The word "hermit" is pregnant with implied meanings and cultural assumptions. When one hears the word, “hermit,” many of us imagine people who want to run away from society, to be alone and separated from others. Some think this is a selfish pursuit, while some others believe it is a noble path to take. So which is it? My teacher, a hermit himself, would probably say, “both and neither.”
I started to visit the Zhongnan mountains in 1999. Up until that point, the only hermit I knew anything about was Han Shan, a man who lived in the very remote reality of the Tang Dynasty. I envisioned his tattered robes and his wild, joyful gaze, leaning against a pine tree over-looking the mountain forest. I imagined him writing poetry by moonlight and passing away quietly on the mountain.
And though I have discovered some such literary and romantic moments, the reality of hermit life was different than I had imagined. What surprised me early on was that the population of monks and nuns living as hermits in the Zhongnan mountains was a very fluid and changing population. For those of you that have seen my first film about the Zhongnan hermits, Amongst White Clouds, a few years after finishing that film, I returned to the valley and found that some of the hermits had moved on. Some huts laid empty, while others had new hermits living in them. In some ways, I felt that this made the moments with the characters in the film that much more precious as they were “like clouds passing by” as Han Shan would say. Very few hermits are hermits for life. Most monks and nuns see hermit life as a practical choice to support their practice at a specific time when it’s needed. After a period of time (typically anywhere from three to ten years), most return to life in a monastery.
As it’s highly impractical to live a life totally severed from society, you’ll actually find that most hermits, as the crow flies, don’t live that far from us. Though it is true that there are some hermits that live deeper in the mountains which can take days to reach on foot, most hermits are as close as a couple hours hike from a local village. The reason for living in closer proximity to village life is practical - sometimes hermits need supplies or laypeople who support them may come to visit the hermitage. Although some hermits do live in caves, many actually live in hermit huts which are often converted shepherd’s shelters or simple structures built out of stone, brick and wood. Some hermits build these shelters themselves, like the nun and the ascetic monk in The Mountain Path. While for others, the shelters were already in place when they arrived.

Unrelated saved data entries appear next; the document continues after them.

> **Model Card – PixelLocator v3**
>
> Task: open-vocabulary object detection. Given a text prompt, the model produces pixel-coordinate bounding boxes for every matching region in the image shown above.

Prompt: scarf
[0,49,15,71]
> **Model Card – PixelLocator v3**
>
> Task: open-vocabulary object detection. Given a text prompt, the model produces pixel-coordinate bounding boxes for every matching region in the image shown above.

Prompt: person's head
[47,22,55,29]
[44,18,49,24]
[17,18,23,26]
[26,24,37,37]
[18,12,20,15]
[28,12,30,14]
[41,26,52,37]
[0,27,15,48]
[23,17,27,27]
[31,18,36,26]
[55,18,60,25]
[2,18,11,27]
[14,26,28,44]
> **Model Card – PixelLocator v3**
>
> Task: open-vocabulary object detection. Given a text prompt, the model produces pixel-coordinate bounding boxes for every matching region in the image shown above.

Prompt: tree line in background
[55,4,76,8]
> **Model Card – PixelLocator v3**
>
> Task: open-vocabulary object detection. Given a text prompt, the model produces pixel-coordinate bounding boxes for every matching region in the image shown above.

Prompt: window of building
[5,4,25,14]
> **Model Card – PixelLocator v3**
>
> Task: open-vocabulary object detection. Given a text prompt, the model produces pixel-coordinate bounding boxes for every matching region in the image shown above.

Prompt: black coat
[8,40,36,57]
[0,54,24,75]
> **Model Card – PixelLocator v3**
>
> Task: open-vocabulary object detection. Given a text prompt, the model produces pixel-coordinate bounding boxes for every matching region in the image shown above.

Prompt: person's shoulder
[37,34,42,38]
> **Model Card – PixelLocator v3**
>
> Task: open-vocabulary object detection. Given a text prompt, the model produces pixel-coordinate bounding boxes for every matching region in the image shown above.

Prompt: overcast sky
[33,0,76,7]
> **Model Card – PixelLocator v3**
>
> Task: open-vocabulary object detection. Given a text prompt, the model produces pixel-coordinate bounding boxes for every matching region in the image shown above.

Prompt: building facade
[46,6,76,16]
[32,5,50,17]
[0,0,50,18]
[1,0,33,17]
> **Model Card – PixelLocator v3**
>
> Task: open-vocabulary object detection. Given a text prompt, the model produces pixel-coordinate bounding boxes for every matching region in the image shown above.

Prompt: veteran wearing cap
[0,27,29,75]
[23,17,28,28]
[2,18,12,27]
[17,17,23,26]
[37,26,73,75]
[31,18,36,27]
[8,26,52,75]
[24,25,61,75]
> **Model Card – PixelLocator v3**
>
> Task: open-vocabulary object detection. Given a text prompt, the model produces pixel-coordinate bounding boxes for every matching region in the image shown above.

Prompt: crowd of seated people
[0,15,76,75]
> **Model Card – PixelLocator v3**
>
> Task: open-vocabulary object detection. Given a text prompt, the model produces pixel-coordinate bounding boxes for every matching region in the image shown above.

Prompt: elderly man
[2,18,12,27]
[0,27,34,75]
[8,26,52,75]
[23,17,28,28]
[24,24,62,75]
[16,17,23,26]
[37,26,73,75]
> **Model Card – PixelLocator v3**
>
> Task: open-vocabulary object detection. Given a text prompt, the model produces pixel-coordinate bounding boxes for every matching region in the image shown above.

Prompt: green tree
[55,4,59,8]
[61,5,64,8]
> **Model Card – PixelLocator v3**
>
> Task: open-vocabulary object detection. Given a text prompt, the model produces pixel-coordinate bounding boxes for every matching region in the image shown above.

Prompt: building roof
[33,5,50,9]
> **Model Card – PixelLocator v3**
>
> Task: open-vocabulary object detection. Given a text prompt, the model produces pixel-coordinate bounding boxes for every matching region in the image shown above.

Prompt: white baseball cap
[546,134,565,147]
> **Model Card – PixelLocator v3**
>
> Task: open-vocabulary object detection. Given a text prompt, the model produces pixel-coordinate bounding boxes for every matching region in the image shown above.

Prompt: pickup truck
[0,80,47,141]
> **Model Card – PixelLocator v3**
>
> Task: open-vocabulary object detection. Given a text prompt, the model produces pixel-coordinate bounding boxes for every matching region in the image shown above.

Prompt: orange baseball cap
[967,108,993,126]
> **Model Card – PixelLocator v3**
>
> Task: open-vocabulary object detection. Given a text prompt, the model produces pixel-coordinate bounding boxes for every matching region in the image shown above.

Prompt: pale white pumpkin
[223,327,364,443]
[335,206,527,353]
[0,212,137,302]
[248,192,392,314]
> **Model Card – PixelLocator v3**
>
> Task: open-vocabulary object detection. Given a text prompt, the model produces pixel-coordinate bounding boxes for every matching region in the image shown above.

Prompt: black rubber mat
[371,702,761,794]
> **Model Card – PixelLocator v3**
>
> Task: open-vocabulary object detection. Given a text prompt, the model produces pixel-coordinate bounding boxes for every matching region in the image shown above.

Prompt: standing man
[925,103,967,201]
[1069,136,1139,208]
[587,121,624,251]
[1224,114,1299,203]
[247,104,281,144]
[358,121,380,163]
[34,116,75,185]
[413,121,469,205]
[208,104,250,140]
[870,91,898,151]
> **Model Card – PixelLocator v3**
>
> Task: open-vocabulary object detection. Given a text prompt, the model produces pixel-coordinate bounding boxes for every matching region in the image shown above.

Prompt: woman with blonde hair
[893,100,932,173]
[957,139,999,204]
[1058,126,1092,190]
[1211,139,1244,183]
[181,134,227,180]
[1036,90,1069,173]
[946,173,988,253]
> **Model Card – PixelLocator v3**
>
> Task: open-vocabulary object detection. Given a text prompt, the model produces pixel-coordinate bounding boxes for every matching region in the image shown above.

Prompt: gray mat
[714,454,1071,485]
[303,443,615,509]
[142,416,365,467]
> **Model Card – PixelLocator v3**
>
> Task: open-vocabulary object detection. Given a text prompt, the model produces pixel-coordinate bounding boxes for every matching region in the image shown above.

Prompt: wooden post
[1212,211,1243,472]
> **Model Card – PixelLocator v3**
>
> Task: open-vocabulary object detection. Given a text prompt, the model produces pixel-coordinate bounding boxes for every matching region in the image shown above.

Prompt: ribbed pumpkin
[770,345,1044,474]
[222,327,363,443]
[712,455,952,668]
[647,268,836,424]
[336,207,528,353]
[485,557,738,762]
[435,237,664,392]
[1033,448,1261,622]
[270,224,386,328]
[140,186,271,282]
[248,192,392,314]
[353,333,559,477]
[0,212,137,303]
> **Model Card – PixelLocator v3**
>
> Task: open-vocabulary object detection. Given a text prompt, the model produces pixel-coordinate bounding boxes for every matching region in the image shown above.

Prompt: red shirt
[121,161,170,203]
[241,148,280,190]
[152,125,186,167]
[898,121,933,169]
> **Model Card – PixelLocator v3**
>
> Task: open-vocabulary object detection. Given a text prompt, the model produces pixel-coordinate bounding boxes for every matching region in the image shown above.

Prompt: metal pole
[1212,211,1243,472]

To say that hermits are completely isolated and alone is a misnomer. The hermits tend to live from just 30 minutes to a few hours hike from each other. They check in on one another and care for each other when they get ill. They share the fruits and vegetables from their gardens. At one shared water-well in the Zhongnan mountains, my teacher told me that the hermits would hang their water dipper on the well when they were on the mountain, so that when any one visited the well for water, he/she would know exactly who was on the mountain at any given time. It's a “hermit community”. And that's not an oxymoron.
So what purpose does living as a recluse serve? It is true that practice is strengthened by the stuff of life and living among others in family and community. The hermits are not strangers to this notion. It is at the heart of Buddhist practice. But there are certain esoteric practices which serve to take that experience to a deeper, more profoundly transformative level which require extended, uninterrupted periods of time. So they head to the hills for a time, so to speak. It's a practical gesture, supported by an ancient tradition accepted by society, and even exalted.

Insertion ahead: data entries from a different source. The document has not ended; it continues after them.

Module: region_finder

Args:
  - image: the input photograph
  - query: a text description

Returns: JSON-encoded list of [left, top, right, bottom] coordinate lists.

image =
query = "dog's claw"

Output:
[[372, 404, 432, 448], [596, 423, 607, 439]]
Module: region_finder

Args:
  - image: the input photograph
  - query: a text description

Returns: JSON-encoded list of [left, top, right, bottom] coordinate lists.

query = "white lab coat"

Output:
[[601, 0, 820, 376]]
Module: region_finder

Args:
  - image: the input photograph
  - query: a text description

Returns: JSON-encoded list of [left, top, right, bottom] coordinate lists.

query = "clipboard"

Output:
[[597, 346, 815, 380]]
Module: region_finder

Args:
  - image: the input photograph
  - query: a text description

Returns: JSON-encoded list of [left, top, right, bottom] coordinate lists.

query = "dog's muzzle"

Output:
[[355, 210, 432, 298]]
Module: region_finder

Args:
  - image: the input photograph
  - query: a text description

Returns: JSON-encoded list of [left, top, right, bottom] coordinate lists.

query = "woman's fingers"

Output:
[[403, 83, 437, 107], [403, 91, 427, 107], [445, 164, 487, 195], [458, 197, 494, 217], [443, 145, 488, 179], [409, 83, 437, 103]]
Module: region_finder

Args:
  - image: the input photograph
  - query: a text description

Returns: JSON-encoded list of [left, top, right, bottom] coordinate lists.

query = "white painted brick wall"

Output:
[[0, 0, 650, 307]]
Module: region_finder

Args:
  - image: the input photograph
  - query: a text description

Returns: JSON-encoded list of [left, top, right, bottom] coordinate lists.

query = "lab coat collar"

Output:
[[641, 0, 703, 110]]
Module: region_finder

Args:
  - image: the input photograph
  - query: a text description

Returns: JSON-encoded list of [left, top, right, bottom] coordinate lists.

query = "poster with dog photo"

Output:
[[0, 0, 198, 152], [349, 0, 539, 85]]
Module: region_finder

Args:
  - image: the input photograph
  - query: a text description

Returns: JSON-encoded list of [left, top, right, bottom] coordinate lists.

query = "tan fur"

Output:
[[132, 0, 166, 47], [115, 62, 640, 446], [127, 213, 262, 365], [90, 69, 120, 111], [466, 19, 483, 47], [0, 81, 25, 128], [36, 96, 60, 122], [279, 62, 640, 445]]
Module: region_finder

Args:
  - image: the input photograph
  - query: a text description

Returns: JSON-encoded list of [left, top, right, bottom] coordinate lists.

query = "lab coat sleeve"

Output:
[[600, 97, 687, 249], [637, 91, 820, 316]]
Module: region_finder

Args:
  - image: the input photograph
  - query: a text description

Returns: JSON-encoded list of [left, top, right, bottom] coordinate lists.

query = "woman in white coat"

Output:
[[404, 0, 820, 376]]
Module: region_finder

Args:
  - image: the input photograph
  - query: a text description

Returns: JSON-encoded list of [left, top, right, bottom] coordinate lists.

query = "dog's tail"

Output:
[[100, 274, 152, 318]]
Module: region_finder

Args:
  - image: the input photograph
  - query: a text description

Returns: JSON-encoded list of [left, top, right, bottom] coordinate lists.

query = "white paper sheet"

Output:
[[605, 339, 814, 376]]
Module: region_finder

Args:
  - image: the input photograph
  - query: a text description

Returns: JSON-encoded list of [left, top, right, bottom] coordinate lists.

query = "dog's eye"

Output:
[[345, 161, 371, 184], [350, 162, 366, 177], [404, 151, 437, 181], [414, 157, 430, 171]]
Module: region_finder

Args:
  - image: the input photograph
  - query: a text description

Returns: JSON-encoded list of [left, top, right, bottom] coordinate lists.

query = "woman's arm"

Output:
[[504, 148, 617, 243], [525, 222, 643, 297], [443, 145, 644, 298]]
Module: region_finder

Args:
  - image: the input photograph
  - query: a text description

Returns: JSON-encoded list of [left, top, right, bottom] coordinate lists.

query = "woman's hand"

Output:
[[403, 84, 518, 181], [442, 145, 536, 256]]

And few would argue the importance of cultivating these illuminated states of awareness, as they are not just an experience, determined by conditions, but are actual changes in the makeup, the alchemy, of perception which allow us to understand, in life, the truths of nature and existence. That is why much time is devoted to these practices - we need these people, as this cultivated wisdom is seen as beneficial for all beings. I sleep better at night knowing that there are hermits out there. And when the right time comes, most of these hermits return to life in community at a monastery. There they will help guide others on the Path. Bill Porter once told me that if monks are the undergraduates of the Buddhist world, then the hermits are like the PhD students.
I believe that in the end, in our modern world, we are in fact the masters of isolation. Our collective cultures, for all the beauty and complexity, we must admit, have cultivated a myriad of ways to distract us from one another, from our society’s issues, and from ourselves. With so many tempting distractions, it can be difficult to just be there and be present, mindful of ourselves and others. There is always a TV to turn on, a link to click, or another update in our inbox. Not to say these things are necessarily bad (as I am also a frequent user of this technology), but I think they often can be used to distract ourselves from facing what really matters to us.
If this impulse to distract ourselves is at the root of our inability to resolve our own collective suffering, then hermits might be among the most responsible members of our society! Because, though they take time out to leave our society, they return to their humanity. And the hermits have chosen to make this a full-time pursuit. They return to their human-ness, and they stay there, without distraction, for better or for worse, comforting or painful, dark or light. We have to ask ourselves, honestly, do we have the courage today to return to our humanity, and to stay there face-to-face with it for a long moment, a breathe, an hour, a day, a lifetime?